In 1962, he published Kobayashi Hideo ronshū, in which he dared to write a critique on the famous literary critic Kobayashi Hideo. This work was awarded the Shichosha Literary Prize. Shortly afterwards, he departed for the United States for two years, for advanced studies at Princeton University at the invitation of the Rockefeller Foundation.

Other works include Ichizoku saikai (1967–1972) in which he attempted to trace his family roots and at the same time, the roots of the Japanese people.

Etō was a very prolific author, and his books and essays ranged from literary criticism and to postwar political commentary; through taking controversial viewpoints, he also established himself as one of foremost public intellectuals in the print and television. He was initially a prominent member of the movement against the Treaty of Mutual Cooperation and Security between the United States and Japan, establishing the "Young Japan Society" with like-minded writers and intellectuals, although he later reversed his position after a revised version of the treaty was ratified, accusing his former colleagues of "intellectual bankruptcy" and of confusing politics with morality.

Etō especially drew controversy during the mid-1960s when he produced a series of essays after his return from Princeton, which indicated a shift to the far right end of the political spectrum. He was highly critical of the policies of the American occupation, which he felt had destroyed or subverted Japanese traditions. He was especially critical of the post-war Constitution of Japan, which he asserted was a foreign import imposed upon Japan which needed revision, if not replacement.

In 1970, Etō completed Umi ga Yomigaeru, a work on the Russo-Japanese War, which (in August 1977) was made into the first three-hour historical drama to be aired on Japanese television.

In 1975, he submitted a doctoral dissertation entitled Sōseki to Āsā-Ō densetsu ("Sōseki and the Arthurian Legend") to Keiō University, and received his doctoral degree. The dissertation was a literary criticism of Kairo-kō: A Dirge and he argued that Soseki's own love affair was reflected in the plot.
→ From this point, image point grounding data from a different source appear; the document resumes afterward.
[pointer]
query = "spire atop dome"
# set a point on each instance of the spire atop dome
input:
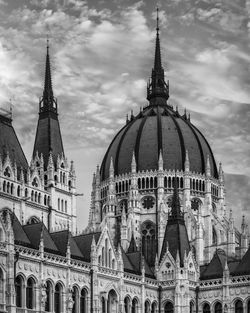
(157, 89)
(48, 101)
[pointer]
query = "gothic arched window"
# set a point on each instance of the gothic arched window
(19, 291)
(154, 307)
(206, 308)
(134, 306)
(146, 307)
(218, 308)
(83, 301)
(168, 308)
(30, 297)
(214, 237)
(191, 307)
(195, 204)
(48, 297)
(103, 305)
(148, 242)
(75, 298)
(58, 298)
(2, 297)
(238, 306)
(126, 304)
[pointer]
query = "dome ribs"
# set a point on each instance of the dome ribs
(183, 149)
(103, 166)
(159, 131)
(199, 145)
(119, 145)
(137, 143)
(215, 173)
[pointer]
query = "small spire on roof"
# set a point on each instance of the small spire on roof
(157, 88)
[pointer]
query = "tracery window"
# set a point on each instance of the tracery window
(83, 301)
(146, 307)
(195, 204)
(19, 291)
(58, 298)
(30, 297)
(148, 242)
(169, 308)
(248, 306)
(48, 291)
(103, 305)
(2, 297)
(154, 306)
(126, 304)
(75, 298)
(191, 307)
(134, 306)
(218, 308)
(214, 237)
(238, 306)
(7, 172)
(206, 308)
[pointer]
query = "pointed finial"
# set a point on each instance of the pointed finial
(111, 168)
(160, 161)
(133, 163)
(208, 166)
(157, 20)
(157, 88)
(187, 163)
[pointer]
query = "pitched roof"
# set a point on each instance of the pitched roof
(135, 259)
(61, 240)
(243, 267)
(19, 234)
(84, 242)
(34, 231)
(215, 268)
(10, 144)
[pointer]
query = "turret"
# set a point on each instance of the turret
(133, 164)
(157, 89)
(244, 237)
(208, 167)
(231, 235)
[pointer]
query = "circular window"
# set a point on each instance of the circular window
(148, 202)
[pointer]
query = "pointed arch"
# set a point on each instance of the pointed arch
(168, 307)
(58, 305)
(49, 294)
(148, 231)
(30, 293)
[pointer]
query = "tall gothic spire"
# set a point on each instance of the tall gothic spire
(48, 101)
(157, 89)
(48, 135)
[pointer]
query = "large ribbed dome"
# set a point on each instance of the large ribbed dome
(158, 127)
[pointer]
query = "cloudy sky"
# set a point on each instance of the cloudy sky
(102, 55)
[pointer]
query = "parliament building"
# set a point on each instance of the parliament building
(160, 238)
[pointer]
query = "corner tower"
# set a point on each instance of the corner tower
(49, 165)
(48, 135)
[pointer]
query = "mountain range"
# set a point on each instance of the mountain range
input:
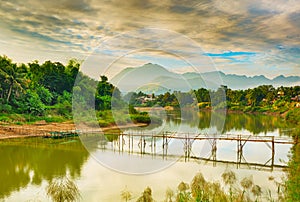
(153, 78)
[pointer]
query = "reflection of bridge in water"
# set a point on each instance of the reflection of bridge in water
(158, 145)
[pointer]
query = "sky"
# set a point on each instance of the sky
(250, 37)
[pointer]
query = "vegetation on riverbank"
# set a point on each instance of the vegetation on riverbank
(230, 189)
(34, 92)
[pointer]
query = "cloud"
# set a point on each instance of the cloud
(256, 26)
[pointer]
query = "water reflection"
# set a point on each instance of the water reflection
(34, 160)
(253, 123)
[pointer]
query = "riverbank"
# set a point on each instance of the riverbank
(41, 128)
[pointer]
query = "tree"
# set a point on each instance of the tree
(13, 77)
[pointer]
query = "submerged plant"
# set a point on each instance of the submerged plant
(63, 190)
(126, 195)
(146, 196)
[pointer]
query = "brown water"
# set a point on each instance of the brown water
(29, 165)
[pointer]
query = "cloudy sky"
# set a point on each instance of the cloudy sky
(250, 37)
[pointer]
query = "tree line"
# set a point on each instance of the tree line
(40, 89)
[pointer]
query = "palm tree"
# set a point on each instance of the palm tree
(13, 77)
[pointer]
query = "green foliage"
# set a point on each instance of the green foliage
(146, 196)
(63, 190)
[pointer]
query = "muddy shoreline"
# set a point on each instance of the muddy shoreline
(43, 129)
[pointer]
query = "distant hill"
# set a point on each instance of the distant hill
(153, 78)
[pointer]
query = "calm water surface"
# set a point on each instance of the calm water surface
(28, 165)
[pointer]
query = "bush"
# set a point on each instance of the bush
(5, 108)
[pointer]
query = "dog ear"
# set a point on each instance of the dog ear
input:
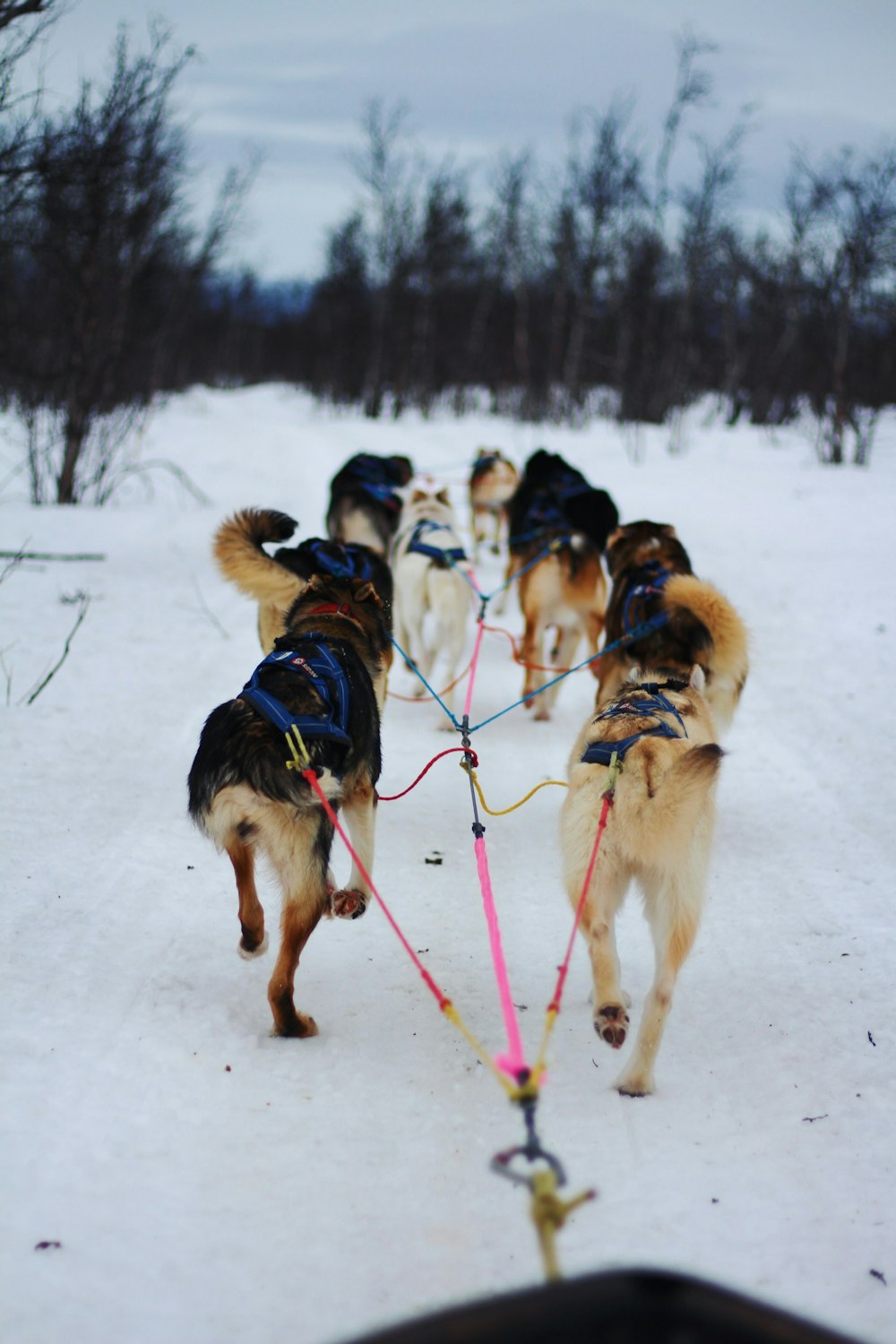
(367, 593)
(697, 679)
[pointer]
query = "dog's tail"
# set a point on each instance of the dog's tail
(731, 655)
(239, 556)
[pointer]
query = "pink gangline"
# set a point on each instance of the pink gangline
(427, 978)
(514, 1061)
(473, 666)
(564, 965)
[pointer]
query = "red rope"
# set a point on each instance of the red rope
(392, 797)
(427, 978)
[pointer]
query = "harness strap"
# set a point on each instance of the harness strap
(330, 682)
(351, 564)
(441, 554)
(656, 704)
(656, 578)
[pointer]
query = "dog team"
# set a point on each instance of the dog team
(668, 650)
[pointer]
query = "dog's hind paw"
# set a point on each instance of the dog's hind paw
(247, 952)
(611, 1024)
(349, 903)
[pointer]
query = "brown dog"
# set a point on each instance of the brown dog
(277, 580)
(659, 831)
(559, 526)
(492, 484)
(692, 621)
(246, 796)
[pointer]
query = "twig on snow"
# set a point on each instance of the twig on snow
(82, 612)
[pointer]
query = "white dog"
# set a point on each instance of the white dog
(433, 599)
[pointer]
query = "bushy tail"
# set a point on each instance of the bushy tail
(731, 655)
(239, 556)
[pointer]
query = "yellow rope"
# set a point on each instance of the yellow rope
(503, 812)
(549, 1212)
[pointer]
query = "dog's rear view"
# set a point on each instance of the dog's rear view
(659, 831)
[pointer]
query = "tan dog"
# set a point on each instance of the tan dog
(653, 582)
(433, 599)
(659, 831)
(493, 481)
(246, 797)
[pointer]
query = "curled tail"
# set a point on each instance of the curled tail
(239, 556)
(729, 664)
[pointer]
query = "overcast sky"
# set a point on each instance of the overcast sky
(290, 78)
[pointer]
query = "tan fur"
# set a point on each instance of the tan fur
(564, 591)
(490, 489)
(254, 573)
(659, 832)
(425, 589)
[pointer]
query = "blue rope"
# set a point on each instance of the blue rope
(417, 671)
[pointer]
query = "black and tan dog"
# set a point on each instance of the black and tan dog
(365, 503)
(559, 526)
(659, 832)
(277, 580)
(688, 620)
(250, 801)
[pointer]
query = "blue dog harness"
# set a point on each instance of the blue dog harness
(317, 663)
(600, 753)
(656, 578)
(441, 554)
(373, 478)
(352, 564)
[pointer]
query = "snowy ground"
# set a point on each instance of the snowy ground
(211, 1183)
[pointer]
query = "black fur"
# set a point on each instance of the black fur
(555, 497)
(351, 489)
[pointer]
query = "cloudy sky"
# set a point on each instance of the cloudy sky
(290, 78)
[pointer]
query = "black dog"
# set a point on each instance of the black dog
(365, 503)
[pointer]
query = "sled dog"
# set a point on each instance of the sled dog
(277, 580)
(659, 831)
(559, 526)
(492, 484)
(365, 503)
(692, 623)
(433, 599)
(244, 795)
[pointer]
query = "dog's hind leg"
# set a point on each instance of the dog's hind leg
(300, 852)
(673, 909)
(359, 811)
(252, 917)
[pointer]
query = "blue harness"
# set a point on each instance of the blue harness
(656, 578)
(373, 478)
(600, 753)
(330, 682)
(441, 554)
(546, 511)
(352, 564)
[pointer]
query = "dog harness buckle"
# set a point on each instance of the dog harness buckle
(330, 682)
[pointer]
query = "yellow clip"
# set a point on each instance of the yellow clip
(298, 762)
(549, 1212)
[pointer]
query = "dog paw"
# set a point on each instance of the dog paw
(634, 1085)
(611, 1024)
(247, 949)
(349, 903)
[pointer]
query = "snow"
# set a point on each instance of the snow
(209, 1182)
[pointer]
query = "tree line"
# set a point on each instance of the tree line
(607, 290)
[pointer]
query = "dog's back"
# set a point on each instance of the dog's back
(684, 618)
(659, 831)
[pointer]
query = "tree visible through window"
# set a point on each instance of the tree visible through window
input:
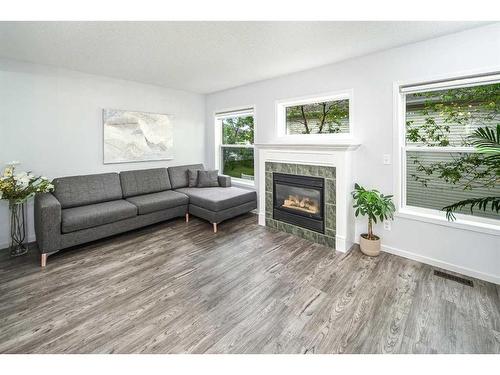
(441, 166)
(326, 117)
(237, 153)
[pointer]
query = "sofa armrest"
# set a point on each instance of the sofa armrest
(47, 223)
(224, 181)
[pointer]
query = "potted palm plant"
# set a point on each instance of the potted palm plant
(375, 206)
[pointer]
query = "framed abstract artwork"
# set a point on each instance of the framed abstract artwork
(131, 136)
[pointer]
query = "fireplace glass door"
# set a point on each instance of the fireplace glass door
(298, 200)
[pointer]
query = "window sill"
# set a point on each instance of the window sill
(440, 219)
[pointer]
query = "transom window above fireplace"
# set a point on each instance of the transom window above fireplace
(315, 117)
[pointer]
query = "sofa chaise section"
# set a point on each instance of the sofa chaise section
(214, 204)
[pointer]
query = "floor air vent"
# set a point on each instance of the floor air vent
(458, 279)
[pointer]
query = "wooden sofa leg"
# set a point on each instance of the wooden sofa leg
(44, 260)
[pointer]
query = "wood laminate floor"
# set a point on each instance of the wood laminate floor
(179, 288)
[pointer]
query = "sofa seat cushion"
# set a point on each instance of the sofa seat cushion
(179, 176)
(93, 215)
(76, 191)
(158, 201)
(218, 198)
(144, 181)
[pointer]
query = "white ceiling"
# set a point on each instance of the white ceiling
(205, 57)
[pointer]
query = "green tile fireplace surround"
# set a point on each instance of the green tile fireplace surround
(328, 173)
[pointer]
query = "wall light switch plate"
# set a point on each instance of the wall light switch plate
(387, 225)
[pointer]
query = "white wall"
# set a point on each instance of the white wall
(371, 78)
(51, 121)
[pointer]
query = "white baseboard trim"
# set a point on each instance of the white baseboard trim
(262, 218)
(342, 245)
(441, 264)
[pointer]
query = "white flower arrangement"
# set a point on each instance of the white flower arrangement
(21, 186)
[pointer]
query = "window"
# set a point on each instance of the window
(440, 164)
(317, 116)
(236, 152)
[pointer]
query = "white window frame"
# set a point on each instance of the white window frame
(281, 106)
(218, 117)
(401, 89)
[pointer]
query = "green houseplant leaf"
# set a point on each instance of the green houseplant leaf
(374, 205)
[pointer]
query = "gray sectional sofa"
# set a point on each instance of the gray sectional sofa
(90, 207)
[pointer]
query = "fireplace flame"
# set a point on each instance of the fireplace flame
(304, 204)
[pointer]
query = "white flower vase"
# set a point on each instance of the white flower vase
(18, 243)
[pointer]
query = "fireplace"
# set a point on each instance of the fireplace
(299, 200)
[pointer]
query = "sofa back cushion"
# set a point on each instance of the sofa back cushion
(77, 191)
(144, 181)
(179, 176)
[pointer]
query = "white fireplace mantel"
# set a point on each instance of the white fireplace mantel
(336, 155)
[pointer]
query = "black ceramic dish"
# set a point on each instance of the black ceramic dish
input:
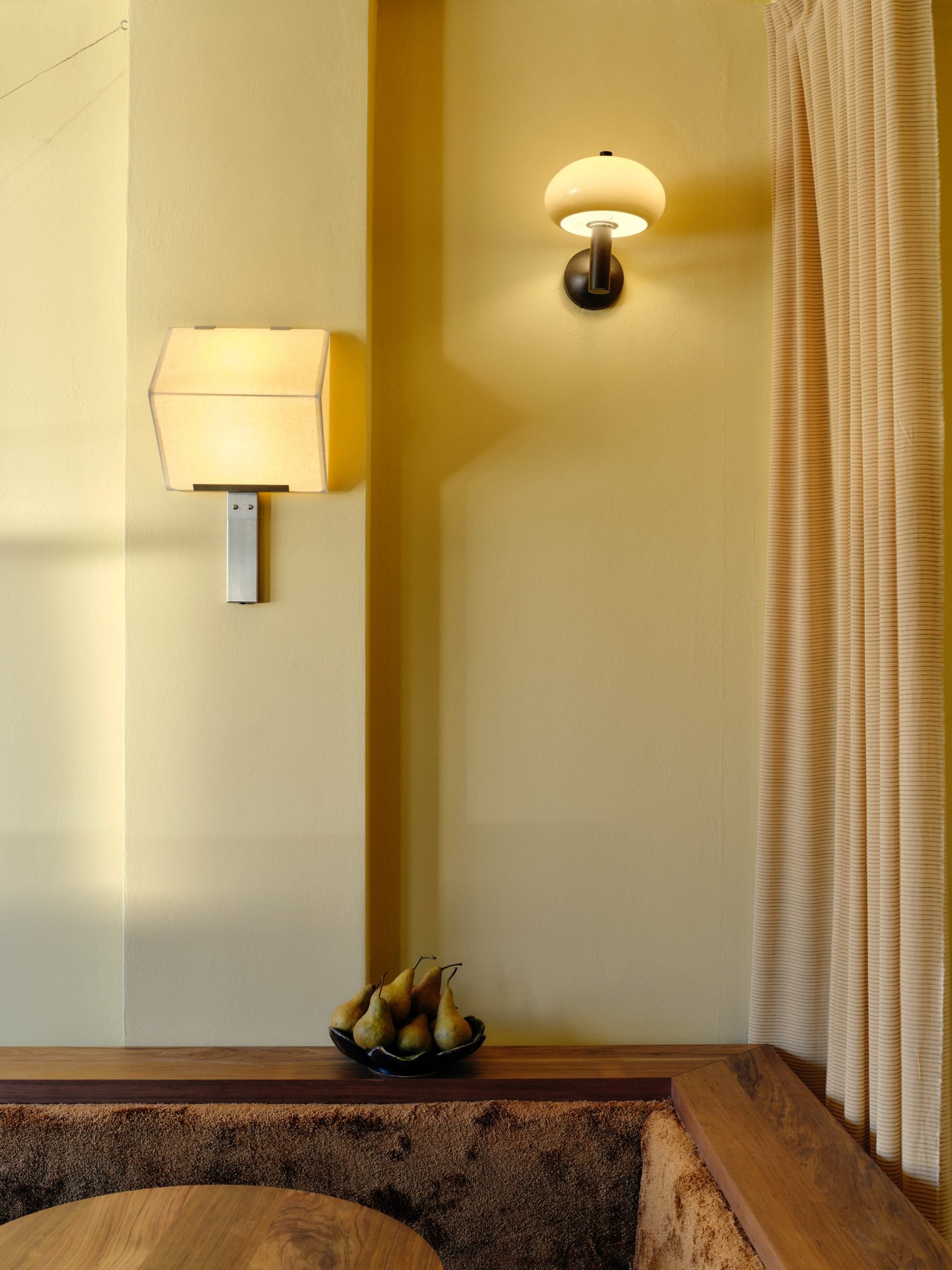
(385, 1063)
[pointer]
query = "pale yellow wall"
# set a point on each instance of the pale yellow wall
(245, 791)
(63, 247)
(569, 515)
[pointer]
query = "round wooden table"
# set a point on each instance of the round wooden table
(212, 1229)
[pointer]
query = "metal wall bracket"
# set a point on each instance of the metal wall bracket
(243, 548)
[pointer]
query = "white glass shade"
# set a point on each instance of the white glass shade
(605, 189)
(239, 408)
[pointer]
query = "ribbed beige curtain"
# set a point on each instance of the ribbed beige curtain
(849, 941)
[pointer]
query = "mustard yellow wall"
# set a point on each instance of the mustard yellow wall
(568, 517)
(63, 248)
(245, 755)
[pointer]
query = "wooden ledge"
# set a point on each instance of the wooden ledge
(322, 1075)
(804, 1192)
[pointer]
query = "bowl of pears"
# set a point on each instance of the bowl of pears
(405, 1028)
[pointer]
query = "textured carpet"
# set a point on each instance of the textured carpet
(684, 1218)
(524, 1185)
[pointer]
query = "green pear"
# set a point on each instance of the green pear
(398, 993)
(375, 1028)
(416, 1037)
(347, 1014)
(426, 996)
(451, 1029)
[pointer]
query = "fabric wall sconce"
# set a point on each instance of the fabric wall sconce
(243, 412)
(602, 197)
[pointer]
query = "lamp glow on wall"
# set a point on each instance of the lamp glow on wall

He was awarded the Japan Art Academy Award in the same year and in 1991, became a member of the Japan Art Academy. From 1994, he was an honorary chairman of the Japan Writer's Association and was on the judging committees for many of Japan's literary awards.

On 21 July 1999, Etō committed suicide at his home in Kamakura by cutting his left wrist. He had been depressed by the death of his wife due to cancer the previous year, and by a stroke which he had suffered, which made writing difficult. His funeral was held per Shinto rites, and his grave is at the Aoyama Cemetery in Tokyo.

== Selected bibliography ==
- Eto, Jun. Natsume Sōseki ronshu. Kawade Shobo Shinsha. ISBN 4-309-60931-7.
- Eto, Jun. A Nation Reborn: A short history of postwar Japan. International Society for Educational Information (1974). ASIN: B0006D99OO
- Eto, Jun. Closed Linguistic Space: Censorship by the Occupation Forces and Postwar Japan. Japan Publishing Industry Foundation for Culture (2020). ISBN 978-4-86658-114-9.